Aktenzeichen 20 U 579/19
Leitsatz
1. Die Kausalität der Täuschung für den Vertragsschluss ist nicht erst dann zu verneinen, wenn dem Käufer positiv bekannt ist, dass das streitgegenständliche Fahrzeug mit einer unzulässigen Abschalteinrichtung ausgestattet ist. (Rn. 14) (redaktioneller Leitsatz)
2. Es reicht aus, dass er es jedenfalls für möglich gehalten hat, dass das Fahrzeug von dem ihm bekannten „VW-Dieselskandal“ betroffen ist, und er keine ihm möglichen und zumutbaren Schritte unternommen hat, diese sich aufdrängende Frage vor Vertragsschluss zu klären. (Rn. 14) (redaktioneller Leitsatz)
Verfahrensgang
24 O 2046/18 2019-01-10 Urt LGLANDSHUT LG Landshut
Tenor
1. Die Berufung der Klagepartei gegen das Urteil des Landgerichts Landshut vom 10.01.2019, Aktenzeichen 24 O 2046/18, wird zurückgewiesen.
2. Die Klagepartei hat die Kosten des Berufungsverfahrens zu tragen.
3. Das in Ziffer 1 genannte Urteil des Landgerichts Landshut sowie dieser Beschluss sind ohne Sicherheitsleistung vorläufig vollstreckbar. Die Klägerin kann die Vollstreckung abwenden durch Sicherheitsleistung in Höhe von 110% des vollstreckbaren Betrages, wenn nicht die Beklagte vor der Vollstreckung Sicherheit in Höhe von 110% des zu vollstreckenden Betrages leistet.
4. Der Streitwert für das Berufungsverfahren wird auf 20.240,00 € festgesetzt.
Gründe
I.
Die Klagepartei verlangt von der Beklagten Schadensersatz wegen des Erwerbs eines PKW … Touran, in den ein von der Beklagten hergestellter Motor der Baureihe „EA 189“ eingebaut ist.

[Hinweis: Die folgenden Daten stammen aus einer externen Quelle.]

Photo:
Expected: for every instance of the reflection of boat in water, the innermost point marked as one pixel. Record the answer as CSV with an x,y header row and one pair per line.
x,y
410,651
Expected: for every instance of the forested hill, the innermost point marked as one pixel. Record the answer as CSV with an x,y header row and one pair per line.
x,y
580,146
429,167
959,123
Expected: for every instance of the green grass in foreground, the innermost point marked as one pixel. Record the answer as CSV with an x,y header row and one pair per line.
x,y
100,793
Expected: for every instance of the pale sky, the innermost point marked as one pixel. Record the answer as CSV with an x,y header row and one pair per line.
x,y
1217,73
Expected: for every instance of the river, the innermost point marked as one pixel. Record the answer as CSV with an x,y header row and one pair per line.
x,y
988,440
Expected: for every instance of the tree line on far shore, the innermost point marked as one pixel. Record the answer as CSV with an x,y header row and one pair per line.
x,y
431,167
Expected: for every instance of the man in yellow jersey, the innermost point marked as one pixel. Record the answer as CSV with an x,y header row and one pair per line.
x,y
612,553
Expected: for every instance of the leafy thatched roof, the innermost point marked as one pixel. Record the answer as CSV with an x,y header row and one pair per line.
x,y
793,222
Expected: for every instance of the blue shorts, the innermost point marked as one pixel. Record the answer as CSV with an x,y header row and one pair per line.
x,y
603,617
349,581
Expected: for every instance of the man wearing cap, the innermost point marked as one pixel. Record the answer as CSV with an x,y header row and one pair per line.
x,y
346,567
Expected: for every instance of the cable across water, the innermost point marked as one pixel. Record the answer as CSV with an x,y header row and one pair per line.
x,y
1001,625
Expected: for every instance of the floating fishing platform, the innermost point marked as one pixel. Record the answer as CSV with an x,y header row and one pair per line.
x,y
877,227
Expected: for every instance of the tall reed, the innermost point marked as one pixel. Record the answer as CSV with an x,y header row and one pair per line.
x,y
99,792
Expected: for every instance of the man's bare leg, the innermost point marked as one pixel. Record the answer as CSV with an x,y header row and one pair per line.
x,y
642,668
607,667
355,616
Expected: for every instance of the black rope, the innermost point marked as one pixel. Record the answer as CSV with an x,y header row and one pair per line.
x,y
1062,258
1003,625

Die Klagepartei erwarb am 23.01.2016 einen gebrauchten … Touran mit der Fahrgestellnummer …37 zu einem Gesamtpreis von 20.400,00 Euro. In dem Fahrzeug ist der von der Beklagten hergestellte Motor des Typs „EA 189“ verbaut. Die Steuerungssoftware dieses Motors erkennt, ob sich das Fahrzeug im Testlauf unter Laborbedingungen oder im normalen Straßenverkehr befindet. Während im Testlauf die Motorsteuerung dergestalt erfolgt, dass mittels einer Abgasrückführung die Abgase zusätzlich gereinigt werden und in der Folge die Grenzwerte nach Euro 5 eingehalten werden (Modus 1), schaltet die Software im normalen Fahrbetrieb im Straßenverkehr in Modus 0, bei dem eine deutlich geringere Abgasrückführung erfolgt und in der Folge der Stickoxidausstoß wesentlich höher ist, so dass die Grenzwerte nach Euro 5 nicht mehr eingehalten werden.

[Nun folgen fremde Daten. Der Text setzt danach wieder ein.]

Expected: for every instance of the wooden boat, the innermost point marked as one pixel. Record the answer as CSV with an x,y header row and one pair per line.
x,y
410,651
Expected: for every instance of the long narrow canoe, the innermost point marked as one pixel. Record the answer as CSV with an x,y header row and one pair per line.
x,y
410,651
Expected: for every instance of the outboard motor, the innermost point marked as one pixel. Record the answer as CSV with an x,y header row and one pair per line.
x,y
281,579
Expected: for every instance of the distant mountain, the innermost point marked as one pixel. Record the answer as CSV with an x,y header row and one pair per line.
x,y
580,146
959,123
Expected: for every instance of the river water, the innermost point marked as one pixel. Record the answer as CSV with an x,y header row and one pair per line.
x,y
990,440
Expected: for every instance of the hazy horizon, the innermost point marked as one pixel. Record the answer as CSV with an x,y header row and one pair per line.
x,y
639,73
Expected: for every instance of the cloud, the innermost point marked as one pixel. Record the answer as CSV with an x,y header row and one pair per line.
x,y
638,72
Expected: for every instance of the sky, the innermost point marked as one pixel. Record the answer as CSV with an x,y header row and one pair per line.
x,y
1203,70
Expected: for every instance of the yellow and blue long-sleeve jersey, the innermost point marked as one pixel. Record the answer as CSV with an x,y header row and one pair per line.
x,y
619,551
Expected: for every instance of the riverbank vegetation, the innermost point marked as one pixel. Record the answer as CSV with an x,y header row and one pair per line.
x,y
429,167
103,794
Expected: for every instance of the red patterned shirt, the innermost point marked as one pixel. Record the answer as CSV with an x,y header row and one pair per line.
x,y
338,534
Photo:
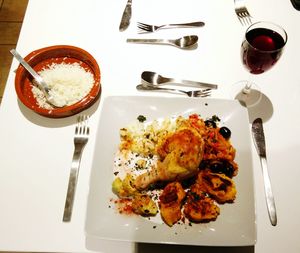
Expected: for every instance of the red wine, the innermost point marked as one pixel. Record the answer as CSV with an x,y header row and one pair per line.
x,y
261,49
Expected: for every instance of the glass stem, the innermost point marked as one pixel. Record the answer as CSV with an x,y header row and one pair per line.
x,y
247,88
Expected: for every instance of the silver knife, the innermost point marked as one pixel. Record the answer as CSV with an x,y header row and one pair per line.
x,y
260,144
125,21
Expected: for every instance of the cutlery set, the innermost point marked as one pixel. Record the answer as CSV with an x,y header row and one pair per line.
x,y
151,81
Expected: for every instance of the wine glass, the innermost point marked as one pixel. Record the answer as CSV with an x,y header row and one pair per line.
x,y
261,49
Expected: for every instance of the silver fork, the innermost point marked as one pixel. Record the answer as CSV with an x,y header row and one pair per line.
x,y
81,137
143,28
192,93
242,12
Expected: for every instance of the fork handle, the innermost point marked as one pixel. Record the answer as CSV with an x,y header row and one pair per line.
x,y
182,25
72,182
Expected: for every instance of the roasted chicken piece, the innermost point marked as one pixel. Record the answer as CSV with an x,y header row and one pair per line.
x,y
180,155
199,207
219,186
170,203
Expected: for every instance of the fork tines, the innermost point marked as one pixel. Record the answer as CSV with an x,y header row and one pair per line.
x,y
82,126
244,16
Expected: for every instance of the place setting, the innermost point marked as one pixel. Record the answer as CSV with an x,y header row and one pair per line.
x,y
171,161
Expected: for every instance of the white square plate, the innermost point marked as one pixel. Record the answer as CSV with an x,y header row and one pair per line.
x,y
235,226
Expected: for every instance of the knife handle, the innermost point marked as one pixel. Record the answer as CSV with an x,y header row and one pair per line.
x,y
268,191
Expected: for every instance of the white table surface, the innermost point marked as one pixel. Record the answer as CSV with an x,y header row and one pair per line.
x,y
35,152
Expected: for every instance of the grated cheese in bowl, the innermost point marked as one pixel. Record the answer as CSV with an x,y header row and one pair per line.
x,y
69,83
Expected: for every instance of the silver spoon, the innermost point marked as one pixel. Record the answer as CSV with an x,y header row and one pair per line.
x,y
39,80
183,42
193,93
158,80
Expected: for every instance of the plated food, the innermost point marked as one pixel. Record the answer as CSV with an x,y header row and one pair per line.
x,y
71,73
181,168
234,226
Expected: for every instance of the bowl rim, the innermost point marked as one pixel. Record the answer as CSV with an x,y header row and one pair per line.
x,y
66,111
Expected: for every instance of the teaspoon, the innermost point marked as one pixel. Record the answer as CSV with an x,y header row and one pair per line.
x,y
158,80
182,43
39,80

Hinsichtlich der Darstellung des Sach- und Streitstandes wird auf den Tatbestand im angefochtenen Urteil des Landgerichts Landshut vom 10.01.2019 Bezug genommen. Änderungen oder Ergänzungen im Sachverhalt haben sich im Berufungsverfahren nicht ergeben.
Das Landgericht hat mit Endurteil vom 10.01.2019 die Klage abgewiesen. Hinsichtlich der Begründung wird auf die Ausführungen in den Entscheidungsgründen des vorgenannten Urteils Bezug genommen.
Das erstinstanzliche Urteil ist der Klagepartei am 26.01.2019 zugestellt worden. Mit Schriftsatz vom 05.02.2019, eingegangen beim Oberlandesgericht am 06.02.2019, hat die Klagepartei Berufung eingelegt und diese mit weiterem Schriftsatz vom 21.05.2019, eingegangen am selben Tage, begründet, nachdem auf ihren Antrag vom 26.03.2019 die Berufungsbegründungsfrist bis zum 23.04.2019 und auf ihren weiteren Antrag vom 23.04.2019 bis zum 21.05.2019 verlängert worden war.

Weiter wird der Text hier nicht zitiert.